La "aceituna" es una alta ocasión, un suceso trascendente. Como los jornales de la recolección suelen ser algo elevados, al llegar este tiempo rescinden su contrato no pocos trabajadores emigrados que, temporalmente, regresan a sus lares. Este año, la cosecha es menos que mediana. De todas formas, de siempre, la época supone un respiro para el modesto agricultor. Quedan ya menos trabajadores del campo, pero en diciembre se produce una efímera resurrección. A los olivares, a coger la aceituna, van también trabajadores de otros oficios. Bastantes de ellos cosechan en su propia finca. Porque no todo son latifundios en Jaén. En Jaén, tener un "olivarillo" es cosa relativamente fácil...
¿Cabe hablar de una felicidad de las mañanas de diciembre en las tierras jaeneras?

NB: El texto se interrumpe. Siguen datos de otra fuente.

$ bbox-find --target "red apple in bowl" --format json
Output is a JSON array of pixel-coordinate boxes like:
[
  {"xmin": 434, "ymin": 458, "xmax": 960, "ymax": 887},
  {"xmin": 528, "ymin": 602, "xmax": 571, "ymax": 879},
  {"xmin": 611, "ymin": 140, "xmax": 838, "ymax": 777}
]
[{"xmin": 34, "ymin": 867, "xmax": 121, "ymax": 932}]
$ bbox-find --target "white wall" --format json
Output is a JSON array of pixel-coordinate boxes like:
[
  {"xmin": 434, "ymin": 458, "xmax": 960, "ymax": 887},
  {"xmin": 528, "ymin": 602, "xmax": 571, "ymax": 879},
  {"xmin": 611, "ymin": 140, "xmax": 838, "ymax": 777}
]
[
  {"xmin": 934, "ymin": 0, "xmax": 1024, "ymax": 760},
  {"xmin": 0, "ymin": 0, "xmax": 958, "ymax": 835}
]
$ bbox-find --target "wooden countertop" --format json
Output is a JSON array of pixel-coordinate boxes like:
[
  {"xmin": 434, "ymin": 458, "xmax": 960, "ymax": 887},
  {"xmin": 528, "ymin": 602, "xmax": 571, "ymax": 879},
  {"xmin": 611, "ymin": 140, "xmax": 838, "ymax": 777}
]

Por lo menos se respira en ellas una alegría, quizá por aquello de que "los placeres pertenecen a los ricos y la alegría a los pobres". Los caminos de los campos se pueblan de canciones de gente humilde. Gente que rompe la escarcha de las veredas, que llega con el sol al "tajo" bullanguero donde florecen sonrisas y buenos augurios. (¿Han advertido ustedes la fragancia cordial que exhala un simple "¡Buenos días!", dicho en el campo?). Por supuesto, si la cosecha es abundante, no quedan en la ciudad muchachas de servicio. También ellas suspenden su contrato. Luego, de la "aceituna" salen los noviazgos. Hay muleros—muleros de plantilla en los cortijos— que todavía representan un buen partido...

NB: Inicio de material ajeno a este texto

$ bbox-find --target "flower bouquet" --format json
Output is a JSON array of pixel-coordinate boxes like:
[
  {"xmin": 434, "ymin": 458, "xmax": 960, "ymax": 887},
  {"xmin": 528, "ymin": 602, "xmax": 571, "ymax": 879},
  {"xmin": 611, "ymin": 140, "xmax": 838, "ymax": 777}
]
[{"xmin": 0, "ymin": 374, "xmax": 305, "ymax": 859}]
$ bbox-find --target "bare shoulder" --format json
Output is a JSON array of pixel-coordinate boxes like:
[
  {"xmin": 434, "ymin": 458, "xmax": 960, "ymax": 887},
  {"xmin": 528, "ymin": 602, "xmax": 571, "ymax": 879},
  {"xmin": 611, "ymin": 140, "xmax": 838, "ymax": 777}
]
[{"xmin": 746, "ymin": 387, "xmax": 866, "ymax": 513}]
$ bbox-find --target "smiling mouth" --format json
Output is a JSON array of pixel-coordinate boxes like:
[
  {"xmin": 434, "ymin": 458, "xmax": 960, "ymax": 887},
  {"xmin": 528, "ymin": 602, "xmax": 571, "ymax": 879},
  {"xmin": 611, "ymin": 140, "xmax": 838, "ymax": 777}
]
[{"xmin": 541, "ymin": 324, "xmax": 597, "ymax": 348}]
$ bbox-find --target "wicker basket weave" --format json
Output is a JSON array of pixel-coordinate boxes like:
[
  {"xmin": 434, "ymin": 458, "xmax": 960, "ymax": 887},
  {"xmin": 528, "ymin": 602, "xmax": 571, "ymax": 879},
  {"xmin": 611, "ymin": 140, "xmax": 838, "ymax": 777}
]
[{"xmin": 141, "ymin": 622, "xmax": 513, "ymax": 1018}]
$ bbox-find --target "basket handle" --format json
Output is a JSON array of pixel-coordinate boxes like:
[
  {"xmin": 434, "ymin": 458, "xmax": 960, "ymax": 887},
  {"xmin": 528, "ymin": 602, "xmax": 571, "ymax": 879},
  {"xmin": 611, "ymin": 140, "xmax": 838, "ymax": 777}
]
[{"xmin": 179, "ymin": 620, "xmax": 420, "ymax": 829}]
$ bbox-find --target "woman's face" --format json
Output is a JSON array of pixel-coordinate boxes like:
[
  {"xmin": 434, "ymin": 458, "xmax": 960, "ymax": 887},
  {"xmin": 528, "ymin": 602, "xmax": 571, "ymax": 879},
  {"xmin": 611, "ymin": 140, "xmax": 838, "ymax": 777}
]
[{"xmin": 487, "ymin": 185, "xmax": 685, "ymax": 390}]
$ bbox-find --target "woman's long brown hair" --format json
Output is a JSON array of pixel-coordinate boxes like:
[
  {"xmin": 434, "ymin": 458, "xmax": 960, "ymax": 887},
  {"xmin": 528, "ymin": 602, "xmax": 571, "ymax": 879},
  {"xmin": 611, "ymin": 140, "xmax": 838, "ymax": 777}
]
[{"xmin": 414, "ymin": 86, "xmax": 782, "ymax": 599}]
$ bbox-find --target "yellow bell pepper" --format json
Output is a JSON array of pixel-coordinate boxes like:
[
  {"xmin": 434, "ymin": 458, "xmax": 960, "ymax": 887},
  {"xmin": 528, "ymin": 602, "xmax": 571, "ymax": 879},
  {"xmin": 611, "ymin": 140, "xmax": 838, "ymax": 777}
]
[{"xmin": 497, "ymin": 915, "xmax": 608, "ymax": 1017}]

Charlo con un aceitunero. Lleva la cadera envuelta en una faja roja —"el elástico—, prenda muy común que preserva a estos hombres del relente mañanero. Tiene un cigarro apagado en los labios; cigarro de "petaca", es decir, grueso cigarro de picadura envuelto despaciosamente en el papel de fumar por el propio usuario. Habla con lentitud, como si la Naturaleza —que no hace ninguna cosa con urgencia— le hubiese contagiado su falta de prisa. Su rostro es enjuto, arrugado, casi zuloaguesco. Una sabiduría, antigua como el olivar, sirve de catapulta a sus palabras.
—El olivo —me dice— es un árbol que no exige. Casi se conforma con el agua. El olivo es como esos hombres que no han viajado ni han estado nunca en Barcelona.
¿Ironía? ¿Queja? ¿Resignación? ¿Guasa? De todo un poco. El pequeño labrador andaluz —ya he dicho y repito que no todo es aquí latifundismo— agita el "frasco" antes de usarlo, antes de destilar sus palabras. Y los posos de su ancestral agudeza milenaria se emulsionan con un deje fatalista. Esta emulsión es, a veces, el mejor vehículo de la alegría. Alegría porque sí, gratuita, sin motivo especial. Nunca alegría, "al contado". Más bien alegría "a crédito". El andaluz está preparadísimo para la virtud de la esperanza...
Yo miro al olivar de un verde ceniciento. Realmente, como árbol, el olivo es poca cosa. No tiene arrogancia. No se levanta altanero. Se pliega sumiso a todos los accidentes del terreno. Da mucho y pide poco. ¿No es llamado el árbol de la paz? Probablemente, la paz es como él, poco declamatoria, eficaz y gris. Cuando oigo la retórica de la paz me acuerdo del olivo tan poco brillante, tan auténticamente campesino. Otros árboles ocupan un puesto elevado en el escalafón, encuentran un lugar distinguido en los parques y jardines. Pero al olivo no le ha visto nadie jamás sino en el campo. Nadie le ha fomentado una vanidad. Pero, ¿no podía estar vanidoso de su... aceite? Eugenio d'Ors escribía una vez: "La humanidad entera se divide en dos grandes zonas: la de los bebedores de aceite: éstos son los semidioses. Y la de los comedores de grasa: a éstos hay que llamarlos esquimales.
El aceitunero tiene vocación:
—Mi padre plantó estas estacas — me cuenta— hace veinte años. ¿Cómo no voy a conocer mis olivos uno a uno? Yo cavo la tierra que él cavó. Se duda, créalo usted, pero no haré como otros, no venderé el olivar. Da para poco, pero... ¡no!
Se acerca un chiquillo de catorce o quince años: un "zangalitrón", en el argot de la tierra.
—Este ya no tiene la "querencia". ¿Sabe usted? Quiere ser electricista. Este sí lo venderá.
El muchacho sonríe.
—Pero para cuando él lo venda —concluye su padre— yo ya habré cerrado el pico.